Start Over

Offline prompt reinforcement learning method based on feature extraction

Authors :: Tianlei Yao
Xiliang Chen
Yi Yao
Weiye Huang
Zhaoyang Chen
Source :: PeerJ Computer Science, Vol 11, p e2490 (2025)
Publication Year :: 2025
Publisher :: PeerJ Inc., 2025.
Abstract: Recent studies have shown that combining Transformer and conditional strategies to deal with offline reinforcement learning can bring better results. However, in a conventional reinforcement learning scenario, the agent can receive a single frame of observations one by one according to its natural chronological sequence, but in Transformer, a series of observations are received at each step. Individual features cannot be extracted efficiently to make more accurate decisions, and it is still difficult to generalize effectively for data outside the distribution. We focus on the characteristic of few-shot learning in pre-trained models, and combine prompt learning to enhance the ability of real-time policy adjustment.

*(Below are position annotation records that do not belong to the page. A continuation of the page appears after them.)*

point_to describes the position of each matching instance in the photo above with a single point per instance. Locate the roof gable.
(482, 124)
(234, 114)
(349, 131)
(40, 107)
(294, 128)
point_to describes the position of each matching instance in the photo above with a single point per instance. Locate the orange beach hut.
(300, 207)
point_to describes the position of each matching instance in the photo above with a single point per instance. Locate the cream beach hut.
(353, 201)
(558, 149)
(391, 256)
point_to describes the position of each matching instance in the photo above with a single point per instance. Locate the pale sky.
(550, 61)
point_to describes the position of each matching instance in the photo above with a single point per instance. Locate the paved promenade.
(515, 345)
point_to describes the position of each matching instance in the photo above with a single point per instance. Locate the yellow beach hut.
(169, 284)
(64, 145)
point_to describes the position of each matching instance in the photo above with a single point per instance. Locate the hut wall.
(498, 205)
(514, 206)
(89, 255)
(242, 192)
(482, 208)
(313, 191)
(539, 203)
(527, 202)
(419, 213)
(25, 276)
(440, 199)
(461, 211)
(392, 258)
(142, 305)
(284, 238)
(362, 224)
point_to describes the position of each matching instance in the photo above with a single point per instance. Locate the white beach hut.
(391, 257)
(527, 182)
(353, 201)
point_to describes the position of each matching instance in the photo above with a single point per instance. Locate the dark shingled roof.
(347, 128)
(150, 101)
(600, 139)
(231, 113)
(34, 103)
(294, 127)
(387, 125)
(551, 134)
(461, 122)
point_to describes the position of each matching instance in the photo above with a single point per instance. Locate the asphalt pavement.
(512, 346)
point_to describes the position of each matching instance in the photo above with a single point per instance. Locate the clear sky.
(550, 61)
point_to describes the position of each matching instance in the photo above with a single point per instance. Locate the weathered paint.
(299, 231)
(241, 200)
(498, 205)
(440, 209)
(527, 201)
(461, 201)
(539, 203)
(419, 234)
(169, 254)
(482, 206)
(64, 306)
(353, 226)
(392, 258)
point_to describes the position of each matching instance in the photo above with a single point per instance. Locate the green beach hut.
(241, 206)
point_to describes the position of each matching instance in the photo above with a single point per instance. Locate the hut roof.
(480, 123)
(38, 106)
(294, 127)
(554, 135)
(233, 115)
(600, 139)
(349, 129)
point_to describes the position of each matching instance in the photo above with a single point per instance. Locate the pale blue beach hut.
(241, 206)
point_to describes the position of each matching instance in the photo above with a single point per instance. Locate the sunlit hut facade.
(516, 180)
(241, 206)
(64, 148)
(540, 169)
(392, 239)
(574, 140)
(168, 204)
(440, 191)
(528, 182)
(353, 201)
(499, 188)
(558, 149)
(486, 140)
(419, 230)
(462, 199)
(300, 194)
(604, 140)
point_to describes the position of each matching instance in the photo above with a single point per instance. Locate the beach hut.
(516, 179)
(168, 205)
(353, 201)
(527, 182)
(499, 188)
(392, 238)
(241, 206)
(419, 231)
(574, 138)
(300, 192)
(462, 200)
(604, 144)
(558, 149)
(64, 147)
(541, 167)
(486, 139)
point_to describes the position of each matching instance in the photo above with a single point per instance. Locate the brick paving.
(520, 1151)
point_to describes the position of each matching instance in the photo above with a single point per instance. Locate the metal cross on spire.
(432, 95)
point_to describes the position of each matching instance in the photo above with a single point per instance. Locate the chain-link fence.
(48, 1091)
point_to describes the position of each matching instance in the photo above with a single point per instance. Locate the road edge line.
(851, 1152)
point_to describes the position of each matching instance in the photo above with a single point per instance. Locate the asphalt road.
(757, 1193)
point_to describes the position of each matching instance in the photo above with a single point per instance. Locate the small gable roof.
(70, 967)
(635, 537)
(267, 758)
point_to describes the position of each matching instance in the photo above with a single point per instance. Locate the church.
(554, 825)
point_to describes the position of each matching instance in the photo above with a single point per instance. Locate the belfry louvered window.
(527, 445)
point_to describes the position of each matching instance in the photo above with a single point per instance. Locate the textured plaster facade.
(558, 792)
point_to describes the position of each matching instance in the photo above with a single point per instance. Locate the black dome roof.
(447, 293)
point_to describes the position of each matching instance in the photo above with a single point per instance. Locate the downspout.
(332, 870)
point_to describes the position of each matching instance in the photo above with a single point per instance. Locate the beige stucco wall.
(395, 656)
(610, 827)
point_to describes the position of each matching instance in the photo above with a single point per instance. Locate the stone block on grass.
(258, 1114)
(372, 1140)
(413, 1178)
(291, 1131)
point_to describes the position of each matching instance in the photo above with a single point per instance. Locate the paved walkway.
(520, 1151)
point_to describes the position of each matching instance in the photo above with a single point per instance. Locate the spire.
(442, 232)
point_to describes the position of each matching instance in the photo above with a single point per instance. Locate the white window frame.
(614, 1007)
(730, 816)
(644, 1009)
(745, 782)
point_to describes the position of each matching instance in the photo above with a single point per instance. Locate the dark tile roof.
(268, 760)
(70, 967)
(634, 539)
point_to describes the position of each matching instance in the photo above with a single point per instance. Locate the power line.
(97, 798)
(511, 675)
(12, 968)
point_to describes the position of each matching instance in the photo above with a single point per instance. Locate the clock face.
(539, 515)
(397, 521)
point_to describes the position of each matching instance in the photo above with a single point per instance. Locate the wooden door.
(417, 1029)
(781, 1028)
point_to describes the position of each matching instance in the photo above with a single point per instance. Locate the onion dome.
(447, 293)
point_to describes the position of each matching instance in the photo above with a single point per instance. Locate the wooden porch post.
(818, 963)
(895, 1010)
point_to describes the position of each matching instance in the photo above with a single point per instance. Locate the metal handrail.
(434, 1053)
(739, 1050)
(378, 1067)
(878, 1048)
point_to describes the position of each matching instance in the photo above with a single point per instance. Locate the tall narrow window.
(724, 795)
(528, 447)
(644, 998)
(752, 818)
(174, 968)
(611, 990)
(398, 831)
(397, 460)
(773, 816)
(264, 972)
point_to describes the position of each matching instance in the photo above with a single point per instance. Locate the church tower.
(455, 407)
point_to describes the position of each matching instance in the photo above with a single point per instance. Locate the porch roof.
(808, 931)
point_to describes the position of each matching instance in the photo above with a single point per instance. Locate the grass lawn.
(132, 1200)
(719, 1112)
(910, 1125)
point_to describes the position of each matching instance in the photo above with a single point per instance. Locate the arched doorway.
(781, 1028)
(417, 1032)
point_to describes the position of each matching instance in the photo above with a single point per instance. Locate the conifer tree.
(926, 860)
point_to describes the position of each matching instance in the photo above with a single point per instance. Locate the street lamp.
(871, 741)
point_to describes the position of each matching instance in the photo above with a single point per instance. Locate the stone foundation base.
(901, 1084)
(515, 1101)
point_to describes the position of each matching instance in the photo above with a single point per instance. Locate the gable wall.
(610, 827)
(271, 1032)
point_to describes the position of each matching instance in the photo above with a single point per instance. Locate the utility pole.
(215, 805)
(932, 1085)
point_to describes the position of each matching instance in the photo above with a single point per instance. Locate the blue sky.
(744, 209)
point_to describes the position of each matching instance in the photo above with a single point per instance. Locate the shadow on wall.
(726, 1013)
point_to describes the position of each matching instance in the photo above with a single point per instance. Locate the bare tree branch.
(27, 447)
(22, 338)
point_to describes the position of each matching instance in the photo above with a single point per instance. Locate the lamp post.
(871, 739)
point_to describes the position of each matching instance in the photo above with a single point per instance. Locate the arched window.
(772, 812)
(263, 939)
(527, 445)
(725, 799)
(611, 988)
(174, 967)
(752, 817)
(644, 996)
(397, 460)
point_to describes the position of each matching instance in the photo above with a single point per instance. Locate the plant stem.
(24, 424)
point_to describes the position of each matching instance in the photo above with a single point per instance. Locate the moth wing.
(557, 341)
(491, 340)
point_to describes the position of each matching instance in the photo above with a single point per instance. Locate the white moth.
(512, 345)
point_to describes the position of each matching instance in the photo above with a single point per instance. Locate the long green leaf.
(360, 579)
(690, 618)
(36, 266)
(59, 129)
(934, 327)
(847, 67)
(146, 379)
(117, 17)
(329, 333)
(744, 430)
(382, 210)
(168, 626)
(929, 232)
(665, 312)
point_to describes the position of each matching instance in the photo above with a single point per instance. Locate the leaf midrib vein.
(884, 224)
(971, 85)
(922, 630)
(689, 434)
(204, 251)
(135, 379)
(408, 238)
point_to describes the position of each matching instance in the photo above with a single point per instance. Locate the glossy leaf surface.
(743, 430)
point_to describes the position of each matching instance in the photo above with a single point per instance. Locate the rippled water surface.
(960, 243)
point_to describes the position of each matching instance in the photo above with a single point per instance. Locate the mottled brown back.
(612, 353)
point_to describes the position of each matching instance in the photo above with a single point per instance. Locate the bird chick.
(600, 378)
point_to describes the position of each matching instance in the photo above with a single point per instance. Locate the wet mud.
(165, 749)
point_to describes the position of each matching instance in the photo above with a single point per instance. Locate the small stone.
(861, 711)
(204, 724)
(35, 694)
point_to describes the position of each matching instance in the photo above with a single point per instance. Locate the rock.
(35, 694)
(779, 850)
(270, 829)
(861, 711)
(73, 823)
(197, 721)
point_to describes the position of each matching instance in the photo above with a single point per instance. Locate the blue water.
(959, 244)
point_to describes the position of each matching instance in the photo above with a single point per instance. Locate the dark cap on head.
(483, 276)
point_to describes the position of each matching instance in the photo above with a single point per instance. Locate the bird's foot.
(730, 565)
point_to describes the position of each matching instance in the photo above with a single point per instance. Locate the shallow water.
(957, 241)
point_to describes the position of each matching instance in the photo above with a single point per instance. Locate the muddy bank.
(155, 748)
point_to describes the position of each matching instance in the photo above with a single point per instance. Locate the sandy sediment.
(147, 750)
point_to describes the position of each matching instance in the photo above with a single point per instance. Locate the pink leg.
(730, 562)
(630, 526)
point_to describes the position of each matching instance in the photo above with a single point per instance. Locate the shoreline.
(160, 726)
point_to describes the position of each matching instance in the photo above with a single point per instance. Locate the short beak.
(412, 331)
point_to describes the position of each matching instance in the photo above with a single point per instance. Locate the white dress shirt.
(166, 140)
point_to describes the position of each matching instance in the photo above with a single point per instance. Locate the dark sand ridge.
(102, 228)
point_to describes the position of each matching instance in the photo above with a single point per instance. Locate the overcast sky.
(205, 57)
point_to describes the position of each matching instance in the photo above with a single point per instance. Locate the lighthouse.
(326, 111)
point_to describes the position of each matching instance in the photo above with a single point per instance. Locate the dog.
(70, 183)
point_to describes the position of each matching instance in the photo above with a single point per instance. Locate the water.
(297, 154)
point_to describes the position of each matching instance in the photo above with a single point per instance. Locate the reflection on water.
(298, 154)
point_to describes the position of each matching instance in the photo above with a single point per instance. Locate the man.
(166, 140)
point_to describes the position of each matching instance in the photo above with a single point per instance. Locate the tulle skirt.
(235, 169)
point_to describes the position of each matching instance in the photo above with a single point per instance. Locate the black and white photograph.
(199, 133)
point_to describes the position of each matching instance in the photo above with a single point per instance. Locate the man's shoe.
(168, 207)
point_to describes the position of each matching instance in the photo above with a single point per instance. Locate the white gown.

By sampling the specific information in the offline dataset as trajectory samples, the task information is encoded to help the pre-trained model quickly understand the task characteristics and the sequence generation paradigm to quickly adapt to the downstream tasks. In order to understand the dependencies in the sequence more accurately, we also divide the fixed-size state information blocks in the input trajectory, extract the features of the segmented sub-blocks respectively, and finally encode the whole sequence into the GPT model to generate decisions more accurately. Experiments show that the proposed method achieves better performance than the baseline method in related tasks, can be generalized to new environments and tasks better, and effectively improves the stability and accuracy of agent decision making.